Registro de fazendas está sobreposto a quilombo não titulado
Ainda em 2020, MPF e MPPA pediram em caráter de urgência o cancelamento de seis registros no Cadastro Ambiental Rural (CAR) sobrepostos ao quilombo de Rosário e Mangabal, próximo ao quilombo de Providência, onde houve a contaminação por agrotóxicos nesta semana.
Para o MPF e o MPPA, o licenciamento ambiental que possibilitou o plantio de arroz nas fazendas não considerou os impactos aos quilombolas, como o desmatamento e o despejo de agrotóxicos, nem exigiu consulta prévia, livre e informada
Os órgãos também apontaram omissão da União e do Instituto Nacional de Colonização e Reforma Agrária (Incra) pela falta de regularização fundiária nos quilombos do Marajó e solicitaram que os territórios tradicionais fossem titulados.

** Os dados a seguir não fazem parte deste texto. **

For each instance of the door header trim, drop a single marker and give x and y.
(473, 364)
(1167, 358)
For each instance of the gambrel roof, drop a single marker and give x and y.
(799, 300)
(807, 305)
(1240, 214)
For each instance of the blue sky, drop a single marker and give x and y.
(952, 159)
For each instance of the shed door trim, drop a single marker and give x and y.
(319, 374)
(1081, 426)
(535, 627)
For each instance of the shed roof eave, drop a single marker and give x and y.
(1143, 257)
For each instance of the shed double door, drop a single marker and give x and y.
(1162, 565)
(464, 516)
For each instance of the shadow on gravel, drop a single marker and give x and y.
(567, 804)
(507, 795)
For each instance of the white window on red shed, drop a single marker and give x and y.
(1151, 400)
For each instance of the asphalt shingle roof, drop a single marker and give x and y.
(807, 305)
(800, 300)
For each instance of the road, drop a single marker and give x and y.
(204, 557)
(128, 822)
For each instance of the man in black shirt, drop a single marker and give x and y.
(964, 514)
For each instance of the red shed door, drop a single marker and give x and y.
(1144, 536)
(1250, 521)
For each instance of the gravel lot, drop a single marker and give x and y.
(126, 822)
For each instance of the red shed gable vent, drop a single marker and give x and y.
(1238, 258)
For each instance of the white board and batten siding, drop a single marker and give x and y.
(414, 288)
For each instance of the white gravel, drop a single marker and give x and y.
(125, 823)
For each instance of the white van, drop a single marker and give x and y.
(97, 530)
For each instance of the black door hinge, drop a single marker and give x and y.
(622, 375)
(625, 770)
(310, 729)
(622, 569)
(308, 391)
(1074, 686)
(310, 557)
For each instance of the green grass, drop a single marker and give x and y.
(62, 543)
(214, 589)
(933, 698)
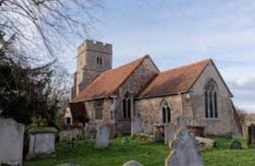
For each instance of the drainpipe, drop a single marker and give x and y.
(181, 102)
(113, 109)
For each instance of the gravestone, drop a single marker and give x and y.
(251, 136)
(183, 122)
(90, 130)
(69, 135)
(136, 125)
(185, 151)
(169, 132)
(132, 163)
(11, 142)
(235, 144)
(102, 137)
(205, 143)
(158, 133)
(125, 140)
(41, 141)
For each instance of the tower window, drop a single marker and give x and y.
(126, 106)
(99, 109)
(166, 112)
(99, 61)
(210, 100)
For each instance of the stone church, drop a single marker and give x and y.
(137, 96)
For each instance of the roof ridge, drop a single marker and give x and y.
(129, 68)
(188, 65)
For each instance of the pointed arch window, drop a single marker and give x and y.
(126, 106)
(166, 112)
(211, 99)
(99, 61)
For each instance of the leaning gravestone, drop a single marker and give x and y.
(185, 151)
(183, 122)
(132, 163)
(136, 125)
(169, 132)
(251, 136)
(41, 141)
(235, 144)
(102, 137)
(11, 142)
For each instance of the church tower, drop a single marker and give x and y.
(93, 58)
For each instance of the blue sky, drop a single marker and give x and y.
(177, 32)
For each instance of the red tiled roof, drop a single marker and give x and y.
(175, 80)
(109, 81)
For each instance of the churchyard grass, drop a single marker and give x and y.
(149, 154)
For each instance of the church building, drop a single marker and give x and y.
(137, 96)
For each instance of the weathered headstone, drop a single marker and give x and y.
(90, 130)
(169, 132)
(125, 140)
(132, 163)
(41, 141)
(183, 122)
(185, 151)
(158, 133)
(11, 141)
(69, 135)
(235, 144)
(136, 125)
(205, 143)
(251, 136)
(102, 137)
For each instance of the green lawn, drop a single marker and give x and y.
(147, 153)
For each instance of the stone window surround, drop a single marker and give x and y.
(211, 88)
(98, 107)
(127, 102)
(99, 61)
(165, 112)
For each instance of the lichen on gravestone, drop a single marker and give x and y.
(185, 151)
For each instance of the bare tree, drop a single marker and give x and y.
(46, 27)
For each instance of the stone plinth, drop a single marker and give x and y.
(41, 142)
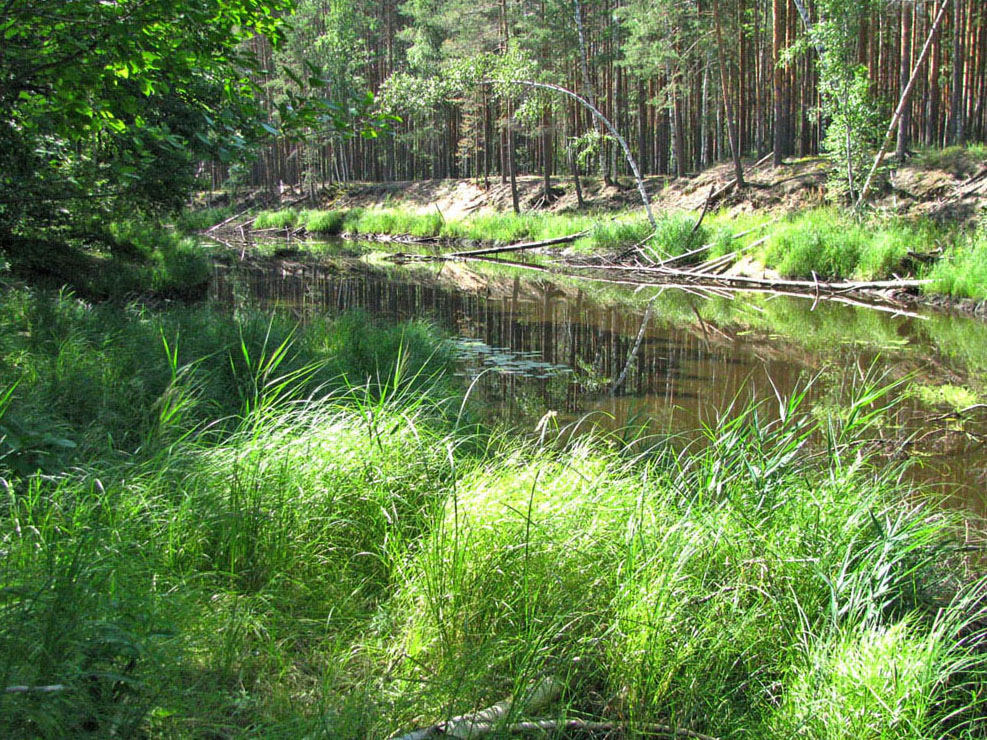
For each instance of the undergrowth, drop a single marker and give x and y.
(280, 531)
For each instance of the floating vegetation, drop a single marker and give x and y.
(478, 356)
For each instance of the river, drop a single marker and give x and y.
(539, 349)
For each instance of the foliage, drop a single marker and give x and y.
(856, 122)
(303, 570)
(829, 244)
(107, 106)
(962, 270)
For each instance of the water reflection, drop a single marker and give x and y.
(536, 344)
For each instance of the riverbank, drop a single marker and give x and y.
(245, 544)
(922, 227)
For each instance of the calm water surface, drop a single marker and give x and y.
(537, 343)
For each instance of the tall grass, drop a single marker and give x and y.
(346, 559)
(962, 271)
(829, 244)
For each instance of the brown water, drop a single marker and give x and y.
(534, 344)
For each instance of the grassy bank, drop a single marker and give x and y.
(826, 243)
(604, 232)
(274, 534)
(116, 260)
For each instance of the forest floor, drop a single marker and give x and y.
(949, 186)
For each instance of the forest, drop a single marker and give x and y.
(560, 368)
(791, 78)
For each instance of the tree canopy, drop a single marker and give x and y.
(112, 103)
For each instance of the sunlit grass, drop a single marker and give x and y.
(348, 558)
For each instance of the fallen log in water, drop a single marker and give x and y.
(716, 286)
(514, 247)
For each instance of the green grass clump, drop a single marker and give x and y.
(101, 376)
(286, 219)
(310, 543)
(676, 234)
(330, 223)
(620, 233)
(831, 245)
(962, 270)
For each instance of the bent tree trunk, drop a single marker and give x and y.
(604, 121)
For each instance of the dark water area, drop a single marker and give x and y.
(541, 350)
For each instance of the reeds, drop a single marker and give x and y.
(316, 545)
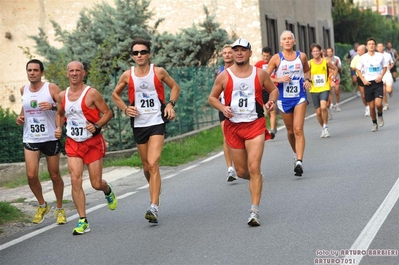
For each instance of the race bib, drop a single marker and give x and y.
(147, 102)
(38, 127)
(374, 69)
(243, 102)
(291, 89)
(319, 80)
(76, 130)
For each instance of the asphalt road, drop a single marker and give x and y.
(344, 207)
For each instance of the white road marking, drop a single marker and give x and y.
(49, 227)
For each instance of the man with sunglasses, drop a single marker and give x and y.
(38, 117)
(148, 112)
(245, 124)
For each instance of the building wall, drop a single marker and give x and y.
(241, 18)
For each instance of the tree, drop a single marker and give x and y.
(102, 40)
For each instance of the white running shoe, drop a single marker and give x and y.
(253, 219)
(323, 133)
(385, 108)
(380, 121)
(367, 111)
(298, 169)
(326, 132)
(231, 175)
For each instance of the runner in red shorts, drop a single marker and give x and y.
(244, 128)
(85, 112)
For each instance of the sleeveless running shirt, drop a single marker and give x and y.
(39, 126)
(77, 117)
(294, 89)
(319, 76)
(244, 96)
(148, 95)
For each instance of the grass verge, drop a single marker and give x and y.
(10, 213)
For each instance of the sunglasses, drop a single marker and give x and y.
(142, 52)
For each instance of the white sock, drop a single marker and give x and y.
(254, 208)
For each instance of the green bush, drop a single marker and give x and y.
(10, 138)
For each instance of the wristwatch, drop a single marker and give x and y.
(172, 102)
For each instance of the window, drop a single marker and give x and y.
(326, 37)
(302, 39)
(272, 34)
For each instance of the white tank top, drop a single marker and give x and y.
(76, 120)
(39, 124)
(294, 69)
(243, 102)
(146, 100)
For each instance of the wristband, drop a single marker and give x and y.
(172, 102)
(98, 129)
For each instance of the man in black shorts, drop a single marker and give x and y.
(148, 112)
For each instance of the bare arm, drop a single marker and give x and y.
(214, 96)
(268, 84)
(98, 102)
(116, 94)
(306, 70)
(60, 115)
(174, 94)
(21, 118)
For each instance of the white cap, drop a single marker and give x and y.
(241, 43)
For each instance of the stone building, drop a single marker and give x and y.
(259, 21)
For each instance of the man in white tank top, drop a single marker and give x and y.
(292, 74)
(245, 124)
(38, 117)
(148, 112)
(85, 112)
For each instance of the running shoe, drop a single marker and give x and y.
(380, 121)
(273, 133)
(231, 175)
(81, 228)
(152, 215)
(41, 211)
(330, 113)
(298, 169)
(323, 133)
(367, 111)
(326, 132)
(375, 127)
(253, 219)
(111, 199)
(60, 215)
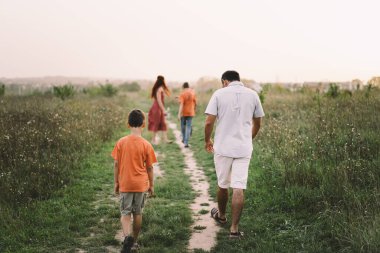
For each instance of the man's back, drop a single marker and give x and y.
(234, 106)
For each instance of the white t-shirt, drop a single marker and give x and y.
(234, 107)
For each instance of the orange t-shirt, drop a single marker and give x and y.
(134, 155)
(188, 99)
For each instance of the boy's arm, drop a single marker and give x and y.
(151, 183)
(116, 176)
(180, 110)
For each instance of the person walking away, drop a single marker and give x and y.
(133, 177)
(157, 113)
(238, 112)
(186, 112)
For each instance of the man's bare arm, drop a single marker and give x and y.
(209, 126)
(256, 124)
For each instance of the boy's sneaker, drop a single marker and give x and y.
(127, 244)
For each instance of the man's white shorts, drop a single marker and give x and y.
(231, 172)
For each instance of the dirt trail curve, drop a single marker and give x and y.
(204, 228)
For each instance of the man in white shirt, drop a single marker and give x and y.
(237, 112)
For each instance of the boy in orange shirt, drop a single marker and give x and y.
(133, 175)
(186, 112)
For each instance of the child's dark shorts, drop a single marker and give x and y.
(132, 202)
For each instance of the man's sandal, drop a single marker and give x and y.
(236, 235)
(215, 216)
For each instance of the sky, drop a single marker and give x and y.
(264, 40)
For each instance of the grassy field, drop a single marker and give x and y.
(314, 177)
(57, 177)
(313, 185)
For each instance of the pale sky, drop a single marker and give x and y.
(265, 40)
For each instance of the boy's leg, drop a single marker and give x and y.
(188, 121)
(126, 224)
(137, 221)
(183, 128)
(138, 205)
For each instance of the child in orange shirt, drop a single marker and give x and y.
(133, 175)
(186, 112)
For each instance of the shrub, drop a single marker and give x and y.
(64, 92)
(333, 90)
(131, 87)
(108, 90)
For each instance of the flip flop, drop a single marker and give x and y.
(236, 235)
(215, 216)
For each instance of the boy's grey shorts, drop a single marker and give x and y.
(132, 202)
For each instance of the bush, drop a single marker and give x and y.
(333, 90)
(108, 90)
(131, 87)
(64, 92)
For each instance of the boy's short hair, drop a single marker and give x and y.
(136, 118)
(231, 75)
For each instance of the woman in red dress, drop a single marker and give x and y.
(157, 113)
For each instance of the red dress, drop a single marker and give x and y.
(156, 117)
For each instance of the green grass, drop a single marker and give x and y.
(82, 215)
(66, 221)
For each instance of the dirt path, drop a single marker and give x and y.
(204, 228)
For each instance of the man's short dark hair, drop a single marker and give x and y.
(136, 118)
(185, 85)
(231, 75)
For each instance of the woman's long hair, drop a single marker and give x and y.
(159, 82)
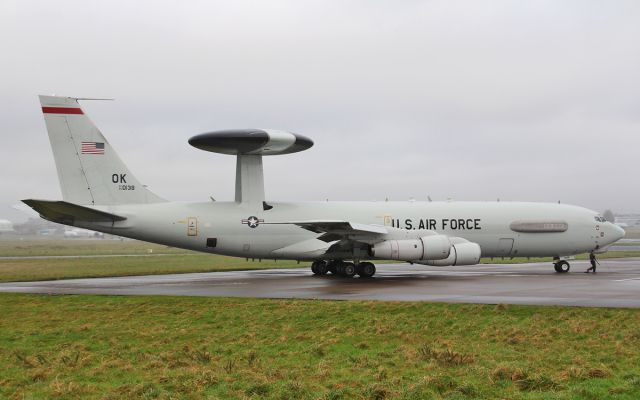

Em 2022, todos os pedidos do MPF e do MPPA foram negados pela 9ª Vara Federal Ambiental e Agrária, em decisão proferida pelo juiz José Airton de Aguiar Portela.
O proprietário Joabe Marques respondeu que trabalha na legalidade e que suas fazendas "são todas tituladas, georreferenciadas, reconhecidas pelas comunidades vizinhas e possuem licença para realizar o plantio". Afirmou ainda que atua com sustentabilidade ambiental, "preservando mais de 70% de suas áreas".
Monocultura do arroz devasta diversidade quilombola no Marajó
O quilombo de Providência é uma das 17 terras quilombolas do município de Salvaterra (PA) que já pediram o título definitivo junto ao Incra, mas sem resolução. O Pará tem mais de 600 quilombos autodeclarados - só 64 são titulados.
Em oposição à monocultura do arroz, Providência tem roças com seis tipos de mandioca, dois tipos de macaxeira, além de jerimum, maxixe e melancia - tudo sem agrotóxicos e com técnicas de produção coletivas e ancestrais.
A diversidade de cultivos foi descrita pela dona Dica e sua filha Leida, moradores de Providência, ao professor da Universidade Federal do Pará (UFPA) Flávio Bezerra Barros, que divulgou o relato em um artigo no Brasil de Fato em 2023.
"O cultivo de arroz na Ilha do Marajó tem proporcionado conflitos sociais de distintas magnitudes, medos, destruição da natureza, contaminações, estando mais alinhado com a morte do que com a vida. É preciso agir, muito rapidamente", escreveu o professor da UFPA.
Lideranças quilombolas de Providência narraram ao professor que grandes fazendas foram adquiridas por produtores que vieram da Terra Indígena (TI) Raposa Serra do Sol, em Roraima, onde a demarcação contínua resultou na retirada dos rizicultores há 20 anos.
Com o arroz, chegaram as cercas, os seguranças privados e os tratores. Os quilombolas foram apartadas de áreas usadas tradicionalmente para caça, pesca e agricultura familiar.
"A comunidade de Providência conversou também acerca do crescente aparecimento de cobras na região, e associam esse problema aos desmatamentos", escreveu o professor da UFPA.